“There, Louisa; it will be a fine day, after all,” exclaimed her delighted brother.

“No, indeed,” continued the gardener; “on returning just now to the flower, which never deceives us, I found it had closed itself, so that rain is inevitable.”

Nor was this opinion erroneous; for before the brother and sister could reach the lodge, the heavy clouds began to discharge their watery burthen, and the rain continued in one incessant shower for more than two hours; it then gradually abated, and the children, who had been anxiously watching it at the library window, were suddenly relieved from their anxiety by the appearance of the vicar, whom they espied slowly winding his way through the dripping shrubbery.

‘Heu! quianam tanti cinxerunt æthera nimbi?’

as Virgil has it,” exclaimed the vicar, as he approached the portico, where Mr. Seymour and his family had assembled to salute him.

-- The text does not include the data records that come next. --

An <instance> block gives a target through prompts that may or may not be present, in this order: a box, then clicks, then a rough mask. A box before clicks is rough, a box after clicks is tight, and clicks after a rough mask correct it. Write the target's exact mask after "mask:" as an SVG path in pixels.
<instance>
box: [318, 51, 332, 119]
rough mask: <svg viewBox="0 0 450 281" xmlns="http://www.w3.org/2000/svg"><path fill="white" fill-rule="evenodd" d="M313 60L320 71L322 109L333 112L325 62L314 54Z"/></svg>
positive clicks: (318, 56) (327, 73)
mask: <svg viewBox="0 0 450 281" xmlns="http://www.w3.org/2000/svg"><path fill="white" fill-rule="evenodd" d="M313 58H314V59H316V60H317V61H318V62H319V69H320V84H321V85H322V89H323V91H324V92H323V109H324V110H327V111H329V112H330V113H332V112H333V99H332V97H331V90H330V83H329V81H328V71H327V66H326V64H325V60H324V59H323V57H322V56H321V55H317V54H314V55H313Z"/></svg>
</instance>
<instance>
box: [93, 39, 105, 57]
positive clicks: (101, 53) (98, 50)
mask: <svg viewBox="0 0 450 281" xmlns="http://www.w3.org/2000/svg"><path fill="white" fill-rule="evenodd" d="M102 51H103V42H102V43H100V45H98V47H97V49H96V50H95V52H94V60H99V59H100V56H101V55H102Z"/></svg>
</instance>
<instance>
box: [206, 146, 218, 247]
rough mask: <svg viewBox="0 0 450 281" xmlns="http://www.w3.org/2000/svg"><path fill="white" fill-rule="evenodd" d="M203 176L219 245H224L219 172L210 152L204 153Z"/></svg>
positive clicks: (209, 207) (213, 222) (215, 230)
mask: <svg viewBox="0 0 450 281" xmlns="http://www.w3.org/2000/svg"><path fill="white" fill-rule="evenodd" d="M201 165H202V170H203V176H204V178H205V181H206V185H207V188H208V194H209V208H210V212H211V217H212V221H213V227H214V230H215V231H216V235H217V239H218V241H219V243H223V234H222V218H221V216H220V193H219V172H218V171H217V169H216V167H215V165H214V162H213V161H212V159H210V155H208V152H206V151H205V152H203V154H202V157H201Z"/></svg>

“We are under the influence of St. Swithin, vicar,” said Mrs. Seymour, “and I fear there is but slender hope of its becoming fair.”

“Psha! who cares for St. Swithin?[(34)] My barometer is rising rapidly, and I place more confidence in that classical deity, Mercury, than in a saint of so very questionable a character.”

At this moment, Phœbus, as if delighted by the compliment thus bestowed upon his heathen brother, cast a sly glance from behind a dark cloud, and illumined the spot upon which the vicar was standing. In short, after the lapse of half an hour, the sun broke through the gloom, and a brisk gale followed; the countenances of the children sympathised with the face of the heavens, and the expression of hope lighted them up, in proportion as the sun illumined the departing clouds with its radiance.

“It is now quite fair, papa,” cried Tom, in a voice of triumph, “and there is a most delightful wind; shall we not proceed at once to the common?”

“Presently,” answered his father: “the ground is yet extremely wet.”